The first step is likely not a full lawsuit. It is a formal notice to Apple that says Apple has broken the deal.
No money is changing hands here. Apple just takes a cut of any ChatGPT sign-up sold through iOS, and Apple is not paying OpenAI for the tech.
That setup put all the upside on volume. The volume never came, and the deal has been quiet ever since.
The Backdrop Just Got More Awkward
Apple plans to use WWDC, its big yearly show, to roll out a new Siri run by Google's Gemini. iOS 27 will let other AI apps like Claude plug in too.
That part is not what is driving the legal team. The Apple deal was never meant to lock OpenAI in.
What is adding heat is what is going on around the deal. OpenAI has been pulling Apple engineers onto its own hardware push.

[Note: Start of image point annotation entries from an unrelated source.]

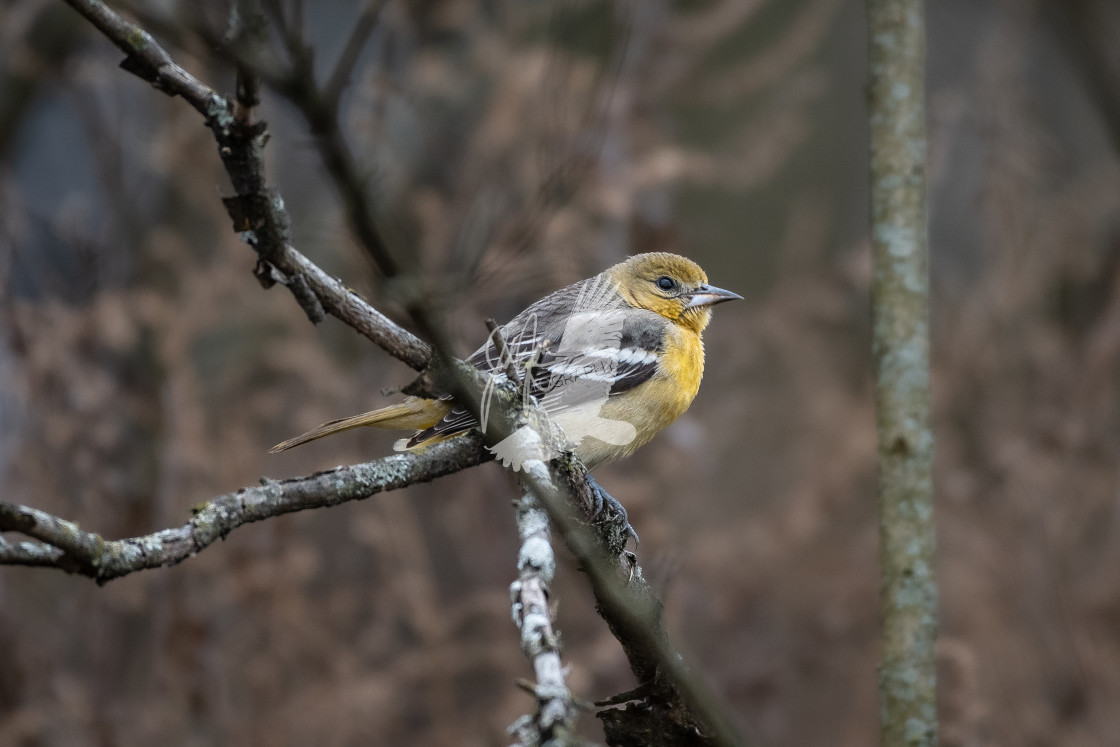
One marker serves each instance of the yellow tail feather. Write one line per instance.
(413, 413)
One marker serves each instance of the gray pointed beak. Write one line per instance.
(709, 296)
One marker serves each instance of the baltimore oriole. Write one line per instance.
(615, 358)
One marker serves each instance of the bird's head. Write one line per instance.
(671, 286)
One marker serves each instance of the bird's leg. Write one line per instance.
(605, 509)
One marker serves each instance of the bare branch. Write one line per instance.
(556, 711)
(901, 345)
(258, 212)
(75, 550)
(363, 27)
(675, 707)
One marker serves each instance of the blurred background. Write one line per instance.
(513, 148)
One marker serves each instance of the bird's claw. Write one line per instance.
(605, 507)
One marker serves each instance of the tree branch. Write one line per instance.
(554, 717)
(901, 345)
(87, 553)
(674, 708)
(257, 212)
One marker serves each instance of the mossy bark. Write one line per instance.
(899, 300)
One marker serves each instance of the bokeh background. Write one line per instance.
(512, 148)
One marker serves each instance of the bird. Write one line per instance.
(612, 360)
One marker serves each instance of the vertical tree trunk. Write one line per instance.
(899, 302)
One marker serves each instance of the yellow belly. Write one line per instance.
(623, 423)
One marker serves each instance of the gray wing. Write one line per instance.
(582, 355)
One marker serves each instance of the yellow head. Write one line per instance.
(671, 286)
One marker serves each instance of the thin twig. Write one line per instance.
(554, 716)
(363, 27)
(258, 212)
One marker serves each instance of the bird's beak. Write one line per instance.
(709, 296)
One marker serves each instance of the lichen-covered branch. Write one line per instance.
(671, 707)
(899, 301)
(70, 548)
(554, 716)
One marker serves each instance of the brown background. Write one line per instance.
(516, 147)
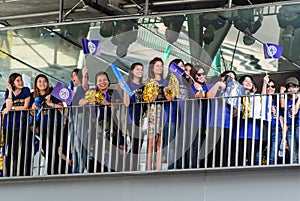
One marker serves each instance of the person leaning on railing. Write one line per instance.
(292, 118)
(247, 132)
(272, 113)
(218, 124)
(47, 119)
(105, 103)
(198, 130)
(135, 108)
(154, 94)
(79, 119)
(14, 121)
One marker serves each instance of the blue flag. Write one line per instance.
(91, 46)
(233, 91)
(272, 51)
(62, 93)
(121, 80)
(176, 69)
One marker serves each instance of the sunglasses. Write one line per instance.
(199, 74)
(273, 86)
(291, 86)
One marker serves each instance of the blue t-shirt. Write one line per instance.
(135, 103)
(18, 100)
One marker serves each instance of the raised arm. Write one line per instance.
(213, 91)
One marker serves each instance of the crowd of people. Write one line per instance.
(189, 123)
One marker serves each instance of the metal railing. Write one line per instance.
(225, 132)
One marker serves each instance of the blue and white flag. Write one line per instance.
(233, 91)
(272, 51)
(92, 47)
(62, 93)
(175, 69)
(121, 80)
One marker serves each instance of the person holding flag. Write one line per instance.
(154, 94)
(104, 101)
(48, 125)
(80, 118)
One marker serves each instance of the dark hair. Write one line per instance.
(227, 72)
(270, 80)
(12, 78)
(176, 61)
(130, 76)
(98, 74)
(36, 91)
(242, 79)
(78, 73)
(192, 73)
(151, 66)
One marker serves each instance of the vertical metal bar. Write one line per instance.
(54, 141)
(285, 126)
(110, 153)
(230, 135)
(246, 132)
(253, 97)
(161, 134)
(192, 135)
(222, 133)
(12, 147)
(292, 131)
(132, 137)
(183, 145)
(89, 147)
(229, 3)
(176, 136)
(61, 137)
(146, 7)
(97, 141)
(169, 138)
(61, 10)
(70, 108)
(213, 148)
(19, 155)
(125, 138)
(199, 114)
(277, 126)
(27, 145)
(269, 119)
(237, 143)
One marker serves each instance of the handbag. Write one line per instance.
(145, 124)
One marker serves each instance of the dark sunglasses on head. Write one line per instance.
(273, 86)
(199, 74)
(291, 86)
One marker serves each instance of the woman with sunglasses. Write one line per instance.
(199, 89)
(292, 120)
(274, 114)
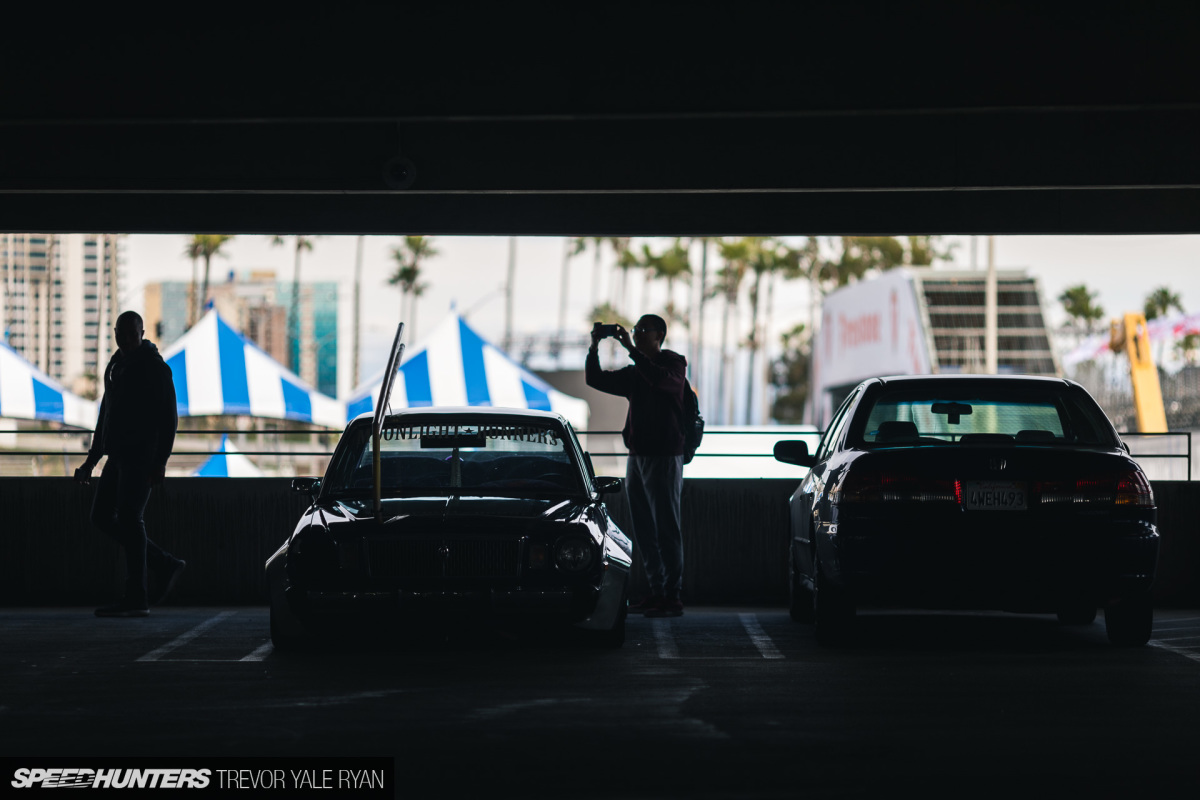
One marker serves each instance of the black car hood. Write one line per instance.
(442, 507)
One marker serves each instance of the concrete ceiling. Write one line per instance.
(853, 119)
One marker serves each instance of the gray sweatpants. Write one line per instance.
(653, 485)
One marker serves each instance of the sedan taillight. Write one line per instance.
(1131, 489)
(895, 487)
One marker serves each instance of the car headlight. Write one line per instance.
(574, 553)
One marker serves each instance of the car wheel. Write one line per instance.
(799, 599)
(1080, 612)
(1129, 619)
(833, 609)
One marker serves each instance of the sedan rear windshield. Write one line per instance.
(1035, 416)
(479, 458)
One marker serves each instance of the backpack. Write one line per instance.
(690, 422)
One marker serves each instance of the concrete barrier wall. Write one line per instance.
(735, 540)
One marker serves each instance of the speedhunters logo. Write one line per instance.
(113, 779)
(349, 777)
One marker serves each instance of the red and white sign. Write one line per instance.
(870, 329)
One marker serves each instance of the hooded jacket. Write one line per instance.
(654, 389)
(137, 416)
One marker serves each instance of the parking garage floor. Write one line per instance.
(721, 702)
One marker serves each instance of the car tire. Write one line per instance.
(833, 609)
(1079, 612)
(281, 639)
(799, 599)
(1129, 619)
(615, 637)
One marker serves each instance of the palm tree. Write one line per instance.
(768, 257)
(408, 256)
(1158, 304)
(303, 244)
(192, 250)
(625, 262)
(571, 247)
(1080, 305)
(736, 254)
(696, 312)
(207, 246)
(597, 247)
(669, 266)
(1161, 301)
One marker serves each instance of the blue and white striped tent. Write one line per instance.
(456, 366)
(227, 463)
(29, 394)
(220, 371)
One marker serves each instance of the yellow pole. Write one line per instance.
(1132, 336)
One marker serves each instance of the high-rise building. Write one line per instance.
(258, 305)
(60, 302)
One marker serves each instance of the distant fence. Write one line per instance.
(1163, 456)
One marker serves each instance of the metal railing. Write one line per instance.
(1186, 435)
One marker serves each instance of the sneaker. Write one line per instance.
(124, 608)
(669, 607)
(646, 603)
(165, 582)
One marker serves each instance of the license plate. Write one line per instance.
(993, 495)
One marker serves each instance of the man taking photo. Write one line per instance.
(654, 386)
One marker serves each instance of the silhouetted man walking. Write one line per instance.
(136, 429)
(654, 386)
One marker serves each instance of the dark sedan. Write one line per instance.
(1005, 493)
(484, 513)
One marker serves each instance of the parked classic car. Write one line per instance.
(485, 513)
(967, 492)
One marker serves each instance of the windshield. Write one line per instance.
(1020, 415)
(491, 457)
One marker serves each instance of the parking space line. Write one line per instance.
(760, 638)
(184, 638)
(261, 653)
(1186, 654)
(664, 639)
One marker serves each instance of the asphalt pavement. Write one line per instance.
(719, 703)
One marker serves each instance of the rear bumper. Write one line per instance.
(997, 563)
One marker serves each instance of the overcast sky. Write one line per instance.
(469, 272)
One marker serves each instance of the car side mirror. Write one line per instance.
(607, 485)
(310, 486)
(793, 451)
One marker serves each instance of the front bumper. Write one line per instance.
(330, 611)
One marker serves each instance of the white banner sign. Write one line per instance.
(870, 329)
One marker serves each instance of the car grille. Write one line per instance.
(453, 558)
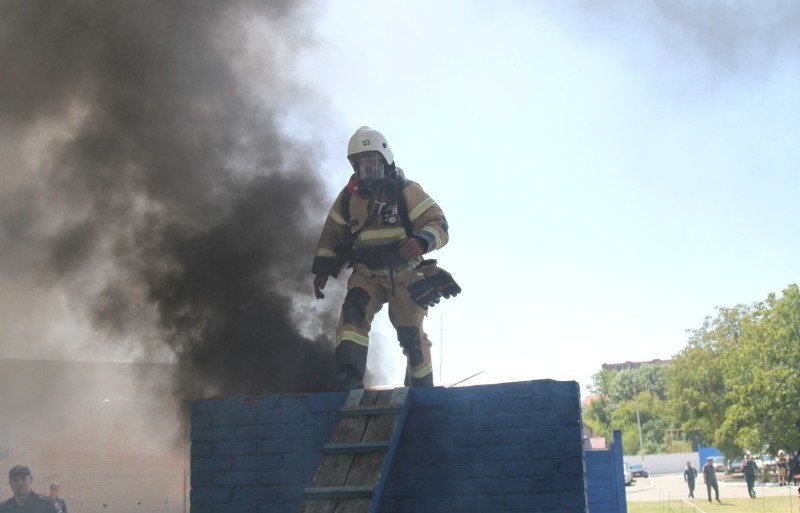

That push is now run by ex-Apple design chief Jony Ive after OpenAI bought his startup. Apple bosses have been mad about the hiring for more than a year.
The two firms are now circling each other instead of working as a team. WWDC is in a few weeks, and the legal notice could land first.
What To Watch
OpenAI says no final calls have been made. The startup still wants to settle this without going to court.
A court fight would be ugly for both sides. It would put deal terms in public view.
It would also make Apple look slow on AI right when the firm needs the opposite. So a quiet deal is more likely than a loud one.
Two years in, OpenAI is treating Apple less like a partner and more like a problem to manage.